Glaucoma can cause blindness and has no cure, as current therapies only slow vision loss by decreasing elevated eye pressure. Mount Sinai researchers have developed a one-time gene therapy that they hope will prevent vision loss induced by glaucoma and other conditions that cause retinal degeneration.
The researchers found that by reactivating an enzyme called CaMKII in retinal ganglion cells, which are responsible for sending images to the brain to process visual cues, they were able to prevent vision loss in mouse models of glaucoma. The results of the new study, published Thursday in the online version of the journal Cell, have led to commercial interest that could one day translate into new treatments.
The team started by testing CaMKII (calcium/calmodulin-dependent protein kinase II pathway) in a wide range of eye-disease models. They discovered that it is critical to the survival of retinal ganglion cells, making it a “desirable therapeutic target” for preserving vision, said senior author Bo Chen, Ph.D., director of the Ocular Stem Cell Program at Mount Sinai’s Icahn School of Medicine, in a statement.
The researchers then used an adeno-associated viral vector to introduce an over-active version of CaMKII into the retinal ganglion cells of the mouse models just before they became damaged.
In the gene therapy-treated mice, 77% of the retinal ganglion cells survived 12 months after they were damaged, compared to 8% in the control group. The same results occurred six months after optic nerve crush, which leads to slower degeneration, versus 7% in the control mice.
“The fact that manipulation of CaMKII would involve a one-time transfer of a single-gene adds to its vast potential to treat serious retinal conditions in humans,” Chen said. “The next step is testing this in larger animal models, which may pave the way for starting clinical trials.”
CaMKII has been studied in gene therapy research for other indications, as well. In July 2019, researchers at Boston Children’s Hospital said they created a gene therapy that targeted irregularities in CaMKII to treat cardiac diseases marked by irregular heartbeats.
In March, scientists at the University of Cambridge said they developed a gene therapy expressing two therapeutic proteins that showed promise in mouse models of glaucoma and of misfolded tau protein, which is linked to Alzheimer’s and dementia. A modified version of that therapy is now being developed by Astellas.
There have been some disappointments in bringing forward gene therapies for eye diseases, however. Biogen said in June that its candidate for choroideremia, a rare genetic retinal disease that causes progressive vision loss and ultimately blindness, had failed a late-stage clinical trial.

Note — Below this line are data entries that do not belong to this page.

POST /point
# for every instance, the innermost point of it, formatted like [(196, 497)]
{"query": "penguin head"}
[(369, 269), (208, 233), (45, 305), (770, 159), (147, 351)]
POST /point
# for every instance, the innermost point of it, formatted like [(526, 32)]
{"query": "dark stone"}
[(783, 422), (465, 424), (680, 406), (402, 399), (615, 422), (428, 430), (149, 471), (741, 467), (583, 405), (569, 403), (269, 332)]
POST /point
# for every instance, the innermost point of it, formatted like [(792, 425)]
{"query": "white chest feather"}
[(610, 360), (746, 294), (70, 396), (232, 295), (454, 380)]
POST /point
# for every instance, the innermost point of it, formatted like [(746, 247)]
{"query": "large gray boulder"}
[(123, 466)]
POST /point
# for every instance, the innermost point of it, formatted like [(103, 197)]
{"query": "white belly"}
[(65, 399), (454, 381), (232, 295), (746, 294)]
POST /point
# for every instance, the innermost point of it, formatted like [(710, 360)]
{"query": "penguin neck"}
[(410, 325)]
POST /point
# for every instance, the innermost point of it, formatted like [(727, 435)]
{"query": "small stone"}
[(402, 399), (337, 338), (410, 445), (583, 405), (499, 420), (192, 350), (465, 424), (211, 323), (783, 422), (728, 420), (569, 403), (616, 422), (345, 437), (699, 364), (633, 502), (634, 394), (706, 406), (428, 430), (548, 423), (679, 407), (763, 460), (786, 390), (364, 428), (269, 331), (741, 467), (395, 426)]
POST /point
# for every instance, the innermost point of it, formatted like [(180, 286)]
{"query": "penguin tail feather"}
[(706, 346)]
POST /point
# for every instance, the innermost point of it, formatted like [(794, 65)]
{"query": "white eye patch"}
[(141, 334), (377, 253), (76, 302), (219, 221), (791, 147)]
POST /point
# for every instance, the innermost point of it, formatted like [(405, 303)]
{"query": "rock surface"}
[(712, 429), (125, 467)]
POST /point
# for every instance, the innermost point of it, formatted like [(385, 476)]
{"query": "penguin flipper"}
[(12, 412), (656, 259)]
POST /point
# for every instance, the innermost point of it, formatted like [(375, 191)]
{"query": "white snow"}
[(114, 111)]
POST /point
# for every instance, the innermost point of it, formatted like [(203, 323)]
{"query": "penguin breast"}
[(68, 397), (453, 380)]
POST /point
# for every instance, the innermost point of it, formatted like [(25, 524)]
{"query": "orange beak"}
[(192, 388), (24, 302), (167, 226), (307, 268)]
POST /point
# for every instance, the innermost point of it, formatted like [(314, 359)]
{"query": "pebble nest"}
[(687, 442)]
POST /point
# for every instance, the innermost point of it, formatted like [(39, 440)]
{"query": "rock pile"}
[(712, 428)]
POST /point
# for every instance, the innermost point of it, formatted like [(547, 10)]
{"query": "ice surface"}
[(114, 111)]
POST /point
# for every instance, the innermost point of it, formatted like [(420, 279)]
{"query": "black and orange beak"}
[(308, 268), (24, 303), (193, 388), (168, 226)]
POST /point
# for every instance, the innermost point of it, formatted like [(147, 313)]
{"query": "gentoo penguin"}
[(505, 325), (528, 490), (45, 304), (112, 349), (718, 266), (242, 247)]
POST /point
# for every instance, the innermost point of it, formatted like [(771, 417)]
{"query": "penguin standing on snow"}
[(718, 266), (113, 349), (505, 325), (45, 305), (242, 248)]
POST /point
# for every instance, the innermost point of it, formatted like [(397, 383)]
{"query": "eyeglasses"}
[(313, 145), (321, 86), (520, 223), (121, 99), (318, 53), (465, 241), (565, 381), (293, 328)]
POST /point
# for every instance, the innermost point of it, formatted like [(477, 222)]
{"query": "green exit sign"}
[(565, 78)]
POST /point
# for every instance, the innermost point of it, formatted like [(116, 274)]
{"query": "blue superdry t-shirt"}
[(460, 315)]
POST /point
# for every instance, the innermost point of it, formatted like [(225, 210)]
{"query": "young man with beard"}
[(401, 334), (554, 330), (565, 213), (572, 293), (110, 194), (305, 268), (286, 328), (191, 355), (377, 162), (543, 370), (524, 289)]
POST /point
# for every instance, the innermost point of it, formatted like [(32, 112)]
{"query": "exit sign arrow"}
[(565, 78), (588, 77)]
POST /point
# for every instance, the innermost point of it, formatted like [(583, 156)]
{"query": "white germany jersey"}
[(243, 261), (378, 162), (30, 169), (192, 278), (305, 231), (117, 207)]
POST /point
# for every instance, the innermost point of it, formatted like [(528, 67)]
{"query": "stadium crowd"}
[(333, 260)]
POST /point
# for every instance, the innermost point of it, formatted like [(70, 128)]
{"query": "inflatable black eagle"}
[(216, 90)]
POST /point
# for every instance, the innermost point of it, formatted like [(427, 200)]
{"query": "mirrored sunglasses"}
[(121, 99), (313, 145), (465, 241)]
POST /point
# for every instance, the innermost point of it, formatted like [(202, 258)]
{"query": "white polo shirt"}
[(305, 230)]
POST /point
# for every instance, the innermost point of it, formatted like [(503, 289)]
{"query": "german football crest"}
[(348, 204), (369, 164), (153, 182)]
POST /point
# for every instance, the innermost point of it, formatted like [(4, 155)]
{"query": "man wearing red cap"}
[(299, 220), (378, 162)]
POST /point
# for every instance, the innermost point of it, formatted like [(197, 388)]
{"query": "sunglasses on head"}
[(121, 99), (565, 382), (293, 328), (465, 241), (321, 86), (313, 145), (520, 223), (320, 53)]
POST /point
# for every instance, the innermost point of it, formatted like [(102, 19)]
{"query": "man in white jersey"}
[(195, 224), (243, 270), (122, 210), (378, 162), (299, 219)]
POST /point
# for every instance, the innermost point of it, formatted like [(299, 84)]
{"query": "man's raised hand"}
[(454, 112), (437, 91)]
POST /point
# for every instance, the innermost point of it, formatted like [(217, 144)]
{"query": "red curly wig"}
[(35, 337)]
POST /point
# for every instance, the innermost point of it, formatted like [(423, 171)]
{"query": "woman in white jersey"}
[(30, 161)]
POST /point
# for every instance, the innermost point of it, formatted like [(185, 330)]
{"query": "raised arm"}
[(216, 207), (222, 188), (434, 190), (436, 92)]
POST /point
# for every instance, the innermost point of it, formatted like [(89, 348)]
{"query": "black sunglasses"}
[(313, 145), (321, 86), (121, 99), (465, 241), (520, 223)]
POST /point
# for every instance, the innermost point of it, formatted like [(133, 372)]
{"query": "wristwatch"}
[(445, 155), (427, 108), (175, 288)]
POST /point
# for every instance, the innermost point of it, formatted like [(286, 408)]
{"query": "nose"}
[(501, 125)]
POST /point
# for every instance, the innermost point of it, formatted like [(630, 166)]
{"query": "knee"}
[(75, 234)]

Roche also struggled to advance a gene therapy for choroideremia. Ten days after Biogen’s blunder, Roche said it was walking away from a deal with 4D Molecular Therapeutics on a sponsored trial. The small biotech said it will move forward with developing the therapy after it regains the full rights in September.
The Mount Sinai team is now filing patent applications for its gene therapy and is in active discussions with multiple companies to move the treatment into the clinic, Mount Sinai said.